Secondly, the data processing rules support diversity, and no matter the rules for performing mathematical operation, enumeration, regular expression or text analysis on the data can be applied, the flexibility of the rules enables the application range of the label to be wider

Thirdly, the uniform rule calculation interface can help technicians to monitor and manage the whole processing flow more effectively.

A data processing method based on a tag system in the embodiment of the present invention is described in detail above.
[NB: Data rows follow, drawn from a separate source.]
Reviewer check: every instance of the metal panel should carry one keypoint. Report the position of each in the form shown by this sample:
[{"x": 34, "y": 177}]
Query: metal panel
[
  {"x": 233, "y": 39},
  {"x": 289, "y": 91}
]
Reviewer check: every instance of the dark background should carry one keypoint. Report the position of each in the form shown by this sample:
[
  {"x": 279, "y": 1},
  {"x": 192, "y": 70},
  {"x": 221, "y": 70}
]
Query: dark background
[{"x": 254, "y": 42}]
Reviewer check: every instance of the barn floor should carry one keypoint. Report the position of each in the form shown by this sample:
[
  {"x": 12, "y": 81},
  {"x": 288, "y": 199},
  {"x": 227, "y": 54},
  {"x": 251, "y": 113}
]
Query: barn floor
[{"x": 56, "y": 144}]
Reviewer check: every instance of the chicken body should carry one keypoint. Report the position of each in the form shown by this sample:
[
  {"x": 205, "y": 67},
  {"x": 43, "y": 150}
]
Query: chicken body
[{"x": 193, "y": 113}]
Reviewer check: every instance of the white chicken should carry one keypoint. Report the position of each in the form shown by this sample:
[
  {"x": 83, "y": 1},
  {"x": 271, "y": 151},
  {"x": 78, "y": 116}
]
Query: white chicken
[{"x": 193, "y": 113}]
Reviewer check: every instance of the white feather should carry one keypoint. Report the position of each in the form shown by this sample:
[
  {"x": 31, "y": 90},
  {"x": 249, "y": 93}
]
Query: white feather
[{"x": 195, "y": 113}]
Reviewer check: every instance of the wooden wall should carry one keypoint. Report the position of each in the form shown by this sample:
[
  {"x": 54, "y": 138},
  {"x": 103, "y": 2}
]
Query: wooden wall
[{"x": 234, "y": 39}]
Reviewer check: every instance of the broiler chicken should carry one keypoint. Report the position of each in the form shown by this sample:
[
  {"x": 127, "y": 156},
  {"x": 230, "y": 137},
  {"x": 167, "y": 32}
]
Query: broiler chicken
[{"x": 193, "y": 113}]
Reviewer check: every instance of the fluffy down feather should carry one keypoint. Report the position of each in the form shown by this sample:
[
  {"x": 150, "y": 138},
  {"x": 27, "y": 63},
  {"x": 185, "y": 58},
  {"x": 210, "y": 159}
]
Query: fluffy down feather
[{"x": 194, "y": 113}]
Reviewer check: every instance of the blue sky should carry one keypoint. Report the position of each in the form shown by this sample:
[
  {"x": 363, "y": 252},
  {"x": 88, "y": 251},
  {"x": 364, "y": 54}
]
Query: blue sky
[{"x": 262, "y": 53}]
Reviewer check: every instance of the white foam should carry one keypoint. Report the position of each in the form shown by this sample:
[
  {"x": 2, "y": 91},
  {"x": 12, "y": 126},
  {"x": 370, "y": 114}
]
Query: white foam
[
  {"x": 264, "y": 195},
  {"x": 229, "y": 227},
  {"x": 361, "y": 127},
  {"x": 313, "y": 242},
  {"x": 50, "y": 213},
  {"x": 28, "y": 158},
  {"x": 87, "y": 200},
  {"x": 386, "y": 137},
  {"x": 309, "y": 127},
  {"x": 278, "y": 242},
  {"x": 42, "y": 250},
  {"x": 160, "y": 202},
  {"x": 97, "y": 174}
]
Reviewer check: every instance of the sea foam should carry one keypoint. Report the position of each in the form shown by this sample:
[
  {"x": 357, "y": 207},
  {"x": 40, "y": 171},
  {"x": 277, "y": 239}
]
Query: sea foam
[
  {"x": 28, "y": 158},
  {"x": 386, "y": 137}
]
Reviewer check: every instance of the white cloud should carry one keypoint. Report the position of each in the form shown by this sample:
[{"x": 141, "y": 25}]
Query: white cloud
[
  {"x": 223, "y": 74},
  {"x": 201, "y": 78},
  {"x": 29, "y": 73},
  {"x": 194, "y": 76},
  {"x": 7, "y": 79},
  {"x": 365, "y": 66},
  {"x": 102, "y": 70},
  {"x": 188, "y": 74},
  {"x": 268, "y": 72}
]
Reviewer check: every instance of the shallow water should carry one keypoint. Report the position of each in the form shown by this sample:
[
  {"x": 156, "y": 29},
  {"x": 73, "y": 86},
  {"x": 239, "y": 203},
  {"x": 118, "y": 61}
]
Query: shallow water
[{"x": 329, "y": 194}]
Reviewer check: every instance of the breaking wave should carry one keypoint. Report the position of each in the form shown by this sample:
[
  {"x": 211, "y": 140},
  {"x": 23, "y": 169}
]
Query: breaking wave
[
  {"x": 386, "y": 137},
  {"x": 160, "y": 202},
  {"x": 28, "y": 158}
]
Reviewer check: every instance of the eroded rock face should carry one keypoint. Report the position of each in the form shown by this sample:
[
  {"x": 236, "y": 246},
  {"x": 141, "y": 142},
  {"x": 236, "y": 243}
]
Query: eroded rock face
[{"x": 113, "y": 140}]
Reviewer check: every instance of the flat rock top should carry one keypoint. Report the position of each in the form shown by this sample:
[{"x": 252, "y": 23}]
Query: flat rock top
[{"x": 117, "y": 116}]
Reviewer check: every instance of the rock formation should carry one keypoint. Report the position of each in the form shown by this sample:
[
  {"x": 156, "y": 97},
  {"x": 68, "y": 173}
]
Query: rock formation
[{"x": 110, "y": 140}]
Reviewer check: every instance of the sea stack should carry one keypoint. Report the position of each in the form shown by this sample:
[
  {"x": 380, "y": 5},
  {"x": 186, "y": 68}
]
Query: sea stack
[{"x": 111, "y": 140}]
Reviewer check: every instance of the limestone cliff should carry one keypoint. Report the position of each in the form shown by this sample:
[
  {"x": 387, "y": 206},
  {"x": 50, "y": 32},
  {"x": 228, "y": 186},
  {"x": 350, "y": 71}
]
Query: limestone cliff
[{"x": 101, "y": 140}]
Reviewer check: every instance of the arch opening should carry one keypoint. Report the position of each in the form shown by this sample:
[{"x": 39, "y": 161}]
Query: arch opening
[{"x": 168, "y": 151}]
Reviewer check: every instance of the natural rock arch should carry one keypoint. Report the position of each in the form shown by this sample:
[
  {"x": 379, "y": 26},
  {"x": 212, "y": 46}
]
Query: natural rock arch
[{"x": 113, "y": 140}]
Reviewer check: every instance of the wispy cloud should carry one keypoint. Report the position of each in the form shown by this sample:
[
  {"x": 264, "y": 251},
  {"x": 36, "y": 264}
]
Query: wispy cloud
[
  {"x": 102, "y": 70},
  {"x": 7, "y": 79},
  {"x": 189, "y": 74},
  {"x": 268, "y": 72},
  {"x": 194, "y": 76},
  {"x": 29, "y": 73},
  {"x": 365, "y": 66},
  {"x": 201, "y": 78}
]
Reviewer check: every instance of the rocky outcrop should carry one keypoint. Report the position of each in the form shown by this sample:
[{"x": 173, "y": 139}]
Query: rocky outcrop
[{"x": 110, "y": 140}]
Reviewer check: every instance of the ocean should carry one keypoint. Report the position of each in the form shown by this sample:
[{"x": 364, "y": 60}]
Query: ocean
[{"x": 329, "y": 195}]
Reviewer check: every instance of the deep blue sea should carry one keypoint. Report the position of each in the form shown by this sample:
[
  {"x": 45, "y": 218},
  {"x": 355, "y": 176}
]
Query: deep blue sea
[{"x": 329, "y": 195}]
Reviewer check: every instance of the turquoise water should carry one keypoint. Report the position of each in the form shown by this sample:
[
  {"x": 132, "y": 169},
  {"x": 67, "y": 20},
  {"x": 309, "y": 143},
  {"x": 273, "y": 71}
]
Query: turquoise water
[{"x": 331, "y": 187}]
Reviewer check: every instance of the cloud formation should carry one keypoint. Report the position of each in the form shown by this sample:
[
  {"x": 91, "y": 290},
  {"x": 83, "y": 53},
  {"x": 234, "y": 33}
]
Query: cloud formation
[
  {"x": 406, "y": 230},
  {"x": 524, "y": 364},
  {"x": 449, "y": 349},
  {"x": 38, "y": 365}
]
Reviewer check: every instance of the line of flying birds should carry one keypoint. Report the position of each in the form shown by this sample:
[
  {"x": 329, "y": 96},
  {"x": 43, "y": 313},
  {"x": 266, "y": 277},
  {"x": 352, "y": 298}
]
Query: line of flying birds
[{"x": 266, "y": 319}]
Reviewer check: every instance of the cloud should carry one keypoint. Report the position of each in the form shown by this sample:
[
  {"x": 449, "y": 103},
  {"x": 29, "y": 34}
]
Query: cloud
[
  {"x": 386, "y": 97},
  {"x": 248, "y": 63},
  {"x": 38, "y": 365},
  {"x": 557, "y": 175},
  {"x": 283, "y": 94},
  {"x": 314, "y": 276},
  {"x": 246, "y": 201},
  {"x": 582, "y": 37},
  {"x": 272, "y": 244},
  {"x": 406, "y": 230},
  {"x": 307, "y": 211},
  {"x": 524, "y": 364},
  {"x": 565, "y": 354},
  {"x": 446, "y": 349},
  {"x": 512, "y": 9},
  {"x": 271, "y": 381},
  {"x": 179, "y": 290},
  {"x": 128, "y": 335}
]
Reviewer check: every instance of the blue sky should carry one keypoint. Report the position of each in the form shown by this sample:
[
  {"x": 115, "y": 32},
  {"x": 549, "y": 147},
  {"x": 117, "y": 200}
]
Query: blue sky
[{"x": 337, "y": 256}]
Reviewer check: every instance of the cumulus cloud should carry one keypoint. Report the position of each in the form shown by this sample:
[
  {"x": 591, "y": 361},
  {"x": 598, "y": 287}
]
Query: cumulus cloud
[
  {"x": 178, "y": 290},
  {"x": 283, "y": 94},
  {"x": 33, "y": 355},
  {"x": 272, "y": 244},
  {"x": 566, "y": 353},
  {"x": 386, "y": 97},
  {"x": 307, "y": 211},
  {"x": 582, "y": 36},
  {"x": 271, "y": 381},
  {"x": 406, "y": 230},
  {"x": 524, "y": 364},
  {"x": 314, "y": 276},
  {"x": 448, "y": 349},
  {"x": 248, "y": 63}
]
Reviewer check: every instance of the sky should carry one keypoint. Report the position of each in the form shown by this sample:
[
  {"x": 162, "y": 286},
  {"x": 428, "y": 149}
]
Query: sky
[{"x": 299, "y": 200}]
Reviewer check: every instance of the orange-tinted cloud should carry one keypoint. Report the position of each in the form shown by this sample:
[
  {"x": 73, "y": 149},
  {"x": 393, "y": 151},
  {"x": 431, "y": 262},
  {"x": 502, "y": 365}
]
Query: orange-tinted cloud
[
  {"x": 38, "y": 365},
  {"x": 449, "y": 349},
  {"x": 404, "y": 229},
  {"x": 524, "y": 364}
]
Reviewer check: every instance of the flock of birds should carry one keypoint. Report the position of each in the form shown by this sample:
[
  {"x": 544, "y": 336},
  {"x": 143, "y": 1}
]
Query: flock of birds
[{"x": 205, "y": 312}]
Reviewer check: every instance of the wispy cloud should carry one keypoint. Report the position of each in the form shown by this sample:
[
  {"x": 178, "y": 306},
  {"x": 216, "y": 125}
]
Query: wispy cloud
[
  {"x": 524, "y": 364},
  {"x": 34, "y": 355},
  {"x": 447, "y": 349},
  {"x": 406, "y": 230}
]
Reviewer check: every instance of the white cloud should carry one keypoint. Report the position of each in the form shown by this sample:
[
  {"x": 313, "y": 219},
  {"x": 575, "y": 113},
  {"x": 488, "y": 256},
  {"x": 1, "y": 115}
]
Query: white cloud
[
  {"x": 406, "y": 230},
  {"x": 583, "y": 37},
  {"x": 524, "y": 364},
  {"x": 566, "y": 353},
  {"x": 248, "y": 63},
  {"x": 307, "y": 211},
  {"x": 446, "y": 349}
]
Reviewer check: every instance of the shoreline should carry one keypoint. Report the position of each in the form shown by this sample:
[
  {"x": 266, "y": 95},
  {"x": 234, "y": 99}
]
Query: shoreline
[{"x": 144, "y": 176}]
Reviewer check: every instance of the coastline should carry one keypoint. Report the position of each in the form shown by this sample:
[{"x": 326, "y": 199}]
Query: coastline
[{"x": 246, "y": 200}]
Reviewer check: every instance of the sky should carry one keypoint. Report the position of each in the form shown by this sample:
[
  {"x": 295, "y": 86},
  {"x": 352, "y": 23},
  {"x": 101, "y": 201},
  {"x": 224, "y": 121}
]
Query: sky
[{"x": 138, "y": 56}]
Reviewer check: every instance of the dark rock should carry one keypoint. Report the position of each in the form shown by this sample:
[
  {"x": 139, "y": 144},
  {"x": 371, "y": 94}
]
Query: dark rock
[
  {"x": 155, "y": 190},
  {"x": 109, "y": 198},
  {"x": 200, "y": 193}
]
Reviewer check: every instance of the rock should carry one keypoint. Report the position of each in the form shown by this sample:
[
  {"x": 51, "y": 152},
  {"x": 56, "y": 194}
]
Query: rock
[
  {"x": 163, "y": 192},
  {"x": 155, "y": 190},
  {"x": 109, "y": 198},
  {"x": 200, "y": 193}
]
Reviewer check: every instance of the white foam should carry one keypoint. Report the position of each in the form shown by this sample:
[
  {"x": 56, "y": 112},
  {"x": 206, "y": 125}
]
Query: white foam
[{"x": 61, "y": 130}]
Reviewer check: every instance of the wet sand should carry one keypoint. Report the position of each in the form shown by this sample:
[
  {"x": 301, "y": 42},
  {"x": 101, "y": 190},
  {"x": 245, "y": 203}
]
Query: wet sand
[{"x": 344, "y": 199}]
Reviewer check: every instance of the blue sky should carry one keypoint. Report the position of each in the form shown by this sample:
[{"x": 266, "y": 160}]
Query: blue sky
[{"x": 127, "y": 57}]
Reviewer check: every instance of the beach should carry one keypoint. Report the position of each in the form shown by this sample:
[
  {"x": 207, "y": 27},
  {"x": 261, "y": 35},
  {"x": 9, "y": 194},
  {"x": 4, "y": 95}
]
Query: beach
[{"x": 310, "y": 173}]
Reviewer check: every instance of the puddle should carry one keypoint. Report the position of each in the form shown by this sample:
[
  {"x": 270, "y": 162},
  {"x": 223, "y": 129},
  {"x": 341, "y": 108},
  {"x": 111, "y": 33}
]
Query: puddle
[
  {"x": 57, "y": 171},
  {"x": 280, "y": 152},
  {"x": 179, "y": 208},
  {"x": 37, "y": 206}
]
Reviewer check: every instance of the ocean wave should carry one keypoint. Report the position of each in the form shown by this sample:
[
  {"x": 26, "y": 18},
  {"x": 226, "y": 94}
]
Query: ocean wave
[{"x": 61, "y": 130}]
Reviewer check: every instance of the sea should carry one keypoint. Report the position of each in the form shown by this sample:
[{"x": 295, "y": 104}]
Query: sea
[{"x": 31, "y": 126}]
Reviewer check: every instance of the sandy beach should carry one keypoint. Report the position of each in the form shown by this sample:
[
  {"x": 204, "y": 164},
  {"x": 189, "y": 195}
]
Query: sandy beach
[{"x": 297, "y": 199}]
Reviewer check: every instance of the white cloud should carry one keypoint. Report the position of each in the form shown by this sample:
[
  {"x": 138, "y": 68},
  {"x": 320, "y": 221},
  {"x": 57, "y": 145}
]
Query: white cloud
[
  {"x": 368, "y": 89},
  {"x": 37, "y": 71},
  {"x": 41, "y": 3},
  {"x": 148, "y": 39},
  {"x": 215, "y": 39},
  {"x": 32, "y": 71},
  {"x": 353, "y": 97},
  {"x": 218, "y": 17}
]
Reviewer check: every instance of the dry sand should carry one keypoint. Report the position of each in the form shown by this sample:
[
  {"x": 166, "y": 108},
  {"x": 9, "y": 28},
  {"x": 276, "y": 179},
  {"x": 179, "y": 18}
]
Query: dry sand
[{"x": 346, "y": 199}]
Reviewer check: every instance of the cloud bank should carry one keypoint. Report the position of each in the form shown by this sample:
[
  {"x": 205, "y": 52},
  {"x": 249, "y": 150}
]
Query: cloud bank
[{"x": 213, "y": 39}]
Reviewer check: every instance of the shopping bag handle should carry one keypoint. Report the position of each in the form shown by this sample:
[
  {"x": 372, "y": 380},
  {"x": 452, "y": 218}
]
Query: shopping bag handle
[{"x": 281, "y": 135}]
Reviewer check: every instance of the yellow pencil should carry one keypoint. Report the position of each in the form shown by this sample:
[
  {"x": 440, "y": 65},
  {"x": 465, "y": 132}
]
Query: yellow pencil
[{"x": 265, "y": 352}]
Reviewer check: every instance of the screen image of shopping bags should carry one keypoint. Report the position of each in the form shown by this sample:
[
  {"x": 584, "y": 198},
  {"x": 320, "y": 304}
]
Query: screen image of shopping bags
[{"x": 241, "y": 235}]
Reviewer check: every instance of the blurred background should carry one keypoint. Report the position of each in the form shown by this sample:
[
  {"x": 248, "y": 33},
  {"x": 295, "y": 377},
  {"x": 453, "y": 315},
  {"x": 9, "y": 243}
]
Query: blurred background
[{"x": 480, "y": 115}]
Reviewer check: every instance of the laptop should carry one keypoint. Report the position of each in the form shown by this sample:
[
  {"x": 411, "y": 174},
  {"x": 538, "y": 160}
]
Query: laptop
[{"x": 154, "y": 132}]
While the present invention has been described with reference to specific examples, which are provided to assist in understanding the core concepts of the present invention, it is intended that all other embodiments that can be obtained by those skilled in the art without departing from the spirit of the present invention shall fall within the scope of the present invention.

Claims

1. A data processing method based on a label system is characterized in that: firstly, establishing a corresponding relation between a tag system and a processing rule, and performing structured analysis on data by using the tag system identification data characteristics to standardize and generalize the processing rule; and then extracting data according to the label items to realize multi-level analysis and multiplexing of the data.

2. The tag system-based data processing method of claim 1, wherein: firstly, analyzing original data according to business requirements, and creating a label system composed of a label tree structure.

3. The data processing method based on the label system as claimed in claim 2, characterized in that: in order to avoid that the specific business group personnel are too closely related to the specific business in the analysis process and cannot achieve the effect of general use in other business departments after data processing, the personnel of the basic data processing group and the personnel of the specific business group participate together to create a label system.

4. A data processing method based on a label system according to claim 2 or 3, characterized in that: in the label system, a corresponding relation between a data processing rule and the label system is established, the data processing rule is more detailed, each label has a corresponding data processing rule, and the processed data is endowed with a corresponding label value; the data is further processed, the tag value of the previous step can participate in the calculation of the next step by depending on the analysis of the tag value of the previous step, the data processing of each step is independent, and the processed data can be used for further analysis of different rules, so that the multiplexing of processing rules and the multiplexing of data are realized; and the data processing rules are as simple as possible, and the processing of each rule is in accordance with the meaning expressed by the corresponding label.

5. The tag system-based data processing method of claim 4, wherein: and after the label system is established, constructing an operation storage scheme, calculating a data processing rule, storing a processing result and displaying the processing result.

6. The tag system-based data processing method of claim 5, wherein: in order to conveniently and uniformly monitor and process all executed rules and make the flow clearer, uniform interface integration is carried out on all processing modes, the processing modes are identified in the rule making process, and the uniform interface is used for operation execution.

7. The tag system-based data processing method of claim 5, wherein: and when the data is regular and the data volume is small, storing the processing result by adopting a traditional relational database.

8. The tag system-based data processing method of claim 5, wherein: when the data volume is large and the query speed requirement on the processing result is high, the non-relational database is adopted, so that the storage and quick query functions of the large data volume can be met, the data processing function of the non-relational database is realized, and the further exploration of data by an operator is facilitated.